说完这句话,她便头也不回地进了车厢,灵儿放下了车帘,马车缓缓启动了。
甘霖默默地望着粼粼远去的马车,寒风卷动着他的披风,似乎直钻到他的身体里,带来一阵阵刺骨的寒意。
心,不知不觉就如堕入了万丈冰渊。
若今夕一别,一别永年,苍山负雪,浮生尽歇。
……
从京城到南疆路途漫长,玉将军因为被兵部勒令限期到达,因此到了驿站便更换马匹,昼夜赶路不停,终于赶在上元节前到了南疆。
此时虽然过了年,南疆的天气却仍然十分寒冷,玉将军一路上所担心的毒虫瘴气,其实并没有那么严重,他这才稍稍放下心来。

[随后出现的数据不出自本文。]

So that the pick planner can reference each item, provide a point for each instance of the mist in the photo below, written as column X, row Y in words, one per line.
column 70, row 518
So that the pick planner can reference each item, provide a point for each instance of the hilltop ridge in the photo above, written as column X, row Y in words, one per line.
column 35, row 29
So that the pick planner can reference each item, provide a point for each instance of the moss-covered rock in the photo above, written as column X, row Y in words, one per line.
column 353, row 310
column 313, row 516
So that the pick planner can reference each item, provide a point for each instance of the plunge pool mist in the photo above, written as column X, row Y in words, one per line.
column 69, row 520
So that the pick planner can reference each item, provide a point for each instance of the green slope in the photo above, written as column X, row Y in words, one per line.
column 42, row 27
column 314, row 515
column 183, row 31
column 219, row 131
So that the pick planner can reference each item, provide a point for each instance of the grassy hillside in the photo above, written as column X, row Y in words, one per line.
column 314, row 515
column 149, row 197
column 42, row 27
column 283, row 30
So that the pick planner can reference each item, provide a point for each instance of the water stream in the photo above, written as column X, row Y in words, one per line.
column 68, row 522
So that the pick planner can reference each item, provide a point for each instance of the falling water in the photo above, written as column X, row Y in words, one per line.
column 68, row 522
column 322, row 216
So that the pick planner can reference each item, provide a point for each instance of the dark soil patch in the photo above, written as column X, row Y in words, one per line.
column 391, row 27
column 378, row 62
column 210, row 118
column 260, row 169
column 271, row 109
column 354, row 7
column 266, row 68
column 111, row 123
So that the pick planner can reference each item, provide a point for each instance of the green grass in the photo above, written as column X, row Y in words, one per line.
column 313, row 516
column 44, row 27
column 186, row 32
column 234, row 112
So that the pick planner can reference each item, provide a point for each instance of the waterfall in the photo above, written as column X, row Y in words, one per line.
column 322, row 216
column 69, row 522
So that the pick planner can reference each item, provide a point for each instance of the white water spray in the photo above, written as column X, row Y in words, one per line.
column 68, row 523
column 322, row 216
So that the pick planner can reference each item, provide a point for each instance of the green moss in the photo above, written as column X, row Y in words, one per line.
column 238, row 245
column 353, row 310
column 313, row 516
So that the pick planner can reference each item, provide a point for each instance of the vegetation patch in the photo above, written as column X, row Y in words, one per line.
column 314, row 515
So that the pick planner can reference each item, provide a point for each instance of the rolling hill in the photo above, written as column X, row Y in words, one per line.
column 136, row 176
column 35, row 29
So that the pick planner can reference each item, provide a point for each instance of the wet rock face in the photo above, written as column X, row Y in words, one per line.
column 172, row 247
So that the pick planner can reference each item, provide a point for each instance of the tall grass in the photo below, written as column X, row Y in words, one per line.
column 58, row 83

只是一人在异乡,再想起自己在京城的那些窝囊事,玉将军心情很差,每日里都是借酒浇愁,从京城里带来的美酒,很快就要喝光了。
上元节这一天,晚上是当地的灯会,街上亮如白昼,欢声笑语不绝于耳,玉将军却无心欣赏,照例躲在住处独自喝酒。
是啊,人家都是合家团圆,携妻带子出来逛灯节,他孤身一人,在这里又没什么亲戚朋友,除了喝酒,他还能做什么?
醇美的酒让他不禁想起了京城里的日子,曾几何时,他也是有妻有妾,有子有女的,过年的时候,家里也是团团圆圆,热热闹闹。可是到底是什么让他变成了现在这个样子,年过四十却还要离家远行,跑到这个鬼地方来受罪?
他越想越是憋闷,不由得大口大口地灌着酒,喉咙处的辛辣让他暂时忘却了烦恼,却也让他渐渐失去了理智,直至喝到酩酊大醉,他才丢掉了手中的酒杯,伏在桌上打起鼾来。
夜,渐渐深了,蜡烛燃尽了最后一滴蜡油,烛芯跳了几跳,便悄然熄灭了。
外面零星的爆竹声不知何时已经消失了,四周陷入了一片寂静。
黑暗中,有一种悉悉索索的声响传了过来,只是这声音实在太小,根本无法吵醒醉得如同死猪一般的玉将军。
睡得正香的他,迷迷糊糊地觉得似乎有什么东西在扎他的嘴,他不耐烦地抹了几把脸,换了个姿势继续睡。
只是很快,这种感觉就变成了疼痛,而且越来越尖锐,终于把他生生给疼醒了。
房间里一片漆黑,根本什么也看不清,他只是下意识地摸向了自己的嘴,却被手中传来的感觉惊得一下子清醒了。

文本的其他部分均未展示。